L’effondrement boursier de BP fait peser un risque sur les retraites des Britanniques

dimanche 20 juin 2010.
 

Au moment ou la droite aimeraient nous offir une retraite par capitalisation sans trop oser en parler , il est amusant de constater que :

BP est un placement phare des caisses de retraite et a toujours choyé ses actionnaires en distribuant de généreux dividendes.

Compagnie vedette de la Bourse de Londres et valeur star des fonds de retraite, BP est tombée de son piédestal. La City s’inquiète des menaces de représailles américaines, qui pourraient saper les énormes intérêts outre-Atlantique du géant britannique. Premier producteur de pétrole des Etats-Unis, BP possède 40 % de ses actifs totaux aux Etats-Unis, essentiellement en Alaska et dans le golfe du Mexique.

Un autre facteur explique la nervosité de la place de Londres. Les exigences américaines de réduire, voire de suspendre le versement d’un dividende – une hypothèse que n’a pas exclue, vendredi 11 juin, Tony Hayward, le directeur général du groupe –, ont provoqué un vent de panique dans les fonds de pension du Royaume-Uni.

RECENTRAGE SUR LES HYDROCARBURES

BP est en effet un placement phare des caisses de retraite. Symbole de la grandeur impériale passée, l’ex-British Petroleum a toujours choyé ses actionnaires en distribuant de généreux dividendes. Depuis le 20 avril, date de l’accident de Deepwater Horizon, sa capitalisation boursière a perdu 49,6 milliards de livres (61 milliards d’euros). Le titre s’est fortement ressaisi à New York, jeudi.

"A un moment, il faut tracer une limite" à ce qu’on peut exiger de BP, a laissé échapper un de ses dirigeants. Le ministre américain de l’intérieur, Ken Salazar, venait de demander au groupe pétrolier de verser les salaires des employés ayant perdu leur emploi en raison du moratoire de six mois décrété sur les prospections en eaux profondes.

Pour BP, le coût final de la catastrophe, si la société devait se plier aux exigences croissantes des autorités américaines, donne le tournis.
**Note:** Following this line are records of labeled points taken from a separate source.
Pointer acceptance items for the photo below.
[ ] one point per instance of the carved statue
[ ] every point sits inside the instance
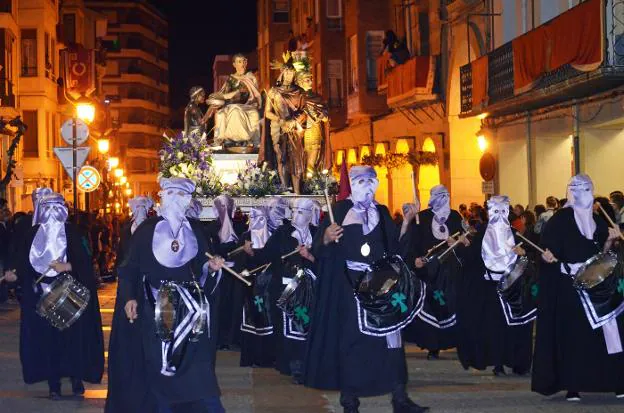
(236, 107)
(194, 121)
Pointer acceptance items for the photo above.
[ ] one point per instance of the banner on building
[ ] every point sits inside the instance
(79, 70)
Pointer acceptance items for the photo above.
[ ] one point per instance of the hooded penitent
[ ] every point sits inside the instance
(305, 212)
(50, 242)
(364, 184)
(140, 205)
(441, 207)
(224, 210)
(581, 200)
(498, 242)
(174, 243)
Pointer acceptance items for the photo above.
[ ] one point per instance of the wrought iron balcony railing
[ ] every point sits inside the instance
(506, 92)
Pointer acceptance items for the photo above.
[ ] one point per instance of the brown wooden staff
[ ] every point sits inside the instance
(531, 243)
(231, 271)
(613, 224)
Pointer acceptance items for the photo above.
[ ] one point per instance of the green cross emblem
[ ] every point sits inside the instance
(301, 313)
(398, 299)
(534, 290)
(258, 301)
(439, 297)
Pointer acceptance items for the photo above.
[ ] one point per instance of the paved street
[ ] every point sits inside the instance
(443, 385)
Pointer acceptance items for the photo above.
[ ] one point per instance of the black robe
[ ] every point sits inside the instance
(127, 387)
(195, 378)
(45, 352)
(339, 356)
(569, 354)
(484, 338)
(444, 278)
(229, 301)
(257, 350)
(280, 243)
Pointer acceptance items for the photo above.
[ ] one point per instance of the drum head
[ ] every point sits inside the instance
(595, 270)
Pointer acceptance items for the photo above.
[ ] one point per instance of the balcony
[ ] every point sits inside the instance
(409, 83)
(549, 64)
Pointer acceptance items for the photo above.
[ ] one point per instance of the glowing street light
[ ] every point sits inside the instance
(103, 146)
(85, 110)
(482, 143)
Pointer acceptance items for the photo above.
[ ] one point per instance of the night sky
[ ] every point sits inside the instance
(198, 31)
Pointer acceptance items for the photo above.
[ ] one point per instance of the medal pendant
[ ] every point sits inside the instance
(365, 250)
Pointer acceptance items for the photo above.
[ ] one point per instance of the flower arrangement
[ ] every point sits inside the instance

Elle a déjà déboursé 1,2 milliard de dollars, mais les pronostics des analystes de Goldman Sachs, qui font autorité dans les milieux pétroliers, évoquent une somme finale de 33 milliards de dollars sur dix ans ! A croire un analyste du courtier Oppenheimer, les marchés sont persuadés qu’"à terme, la compagnie pourrait être liquidée, ou vendre la plupart de ses actifs stratégiques".

Au-delà des déclarations guerrières des responsables américains, c’est toute la stratégie lancée en 2009 qui est ébranlée. A l’occasion du centième anniversaire de la fondation de BP, M. Hayward, avait annoncé un recentrage sur les hydrocarbures, avec un retrait progressif des activités périphériques, notamment des énergies alternatives. La priorité était au renforcement des réserves.

MENACÉ D’OPA

Si la compagnie a pris pied en Irak et a renforcé son implantation en Russie, en Libye et à Oman, elle met l’accent sur l’offshore. Les richesses du golfe du Mexique, de la Caspienne, des eaux du Ghana et du Brésil, ont la faveur des roughnecks, les "nuques de cuir", comme on appelle les ouvriers de l’exploration-production.

La nomination en 2009 à la présidence du suédois Carl-Henric Svansberg, venu d’Ericsson, dépourvu d’expérience pétrolière, devait insuffler une dynamique nouvelle à un comité de direction plutôt rassis. Le tandem devait être complémentaire : à M. Hayward, qui a fait toute sa carrière chez BP, la gestion, la chasse aux coûts et l’amélioration de la sécurité ; à M. Svansberg la stratégie et les contacts politiques et financiers. La marée noire a emporté le second ; le premier a multiplié les erreurs de relations publiques.

La City parie déjà sur le successeur de M. Hayward arrivé au sommet en 2007 pour remplacer le légendaire Lord John Browne. L’Américain Bob Dudley, ex-patron de TNK-BP, chargé de la cellule de crise, Andy Inglis, patron de l’exploration-production ou Iain Conn (raffinage-distribution) sont bien placés. Mais du fait de la chute de la capitalisation boursière et des achats massifs du titre par les hedge funds, BP est sous la menace d’une offre publique d’achat d’un rival comme ExxonMobil.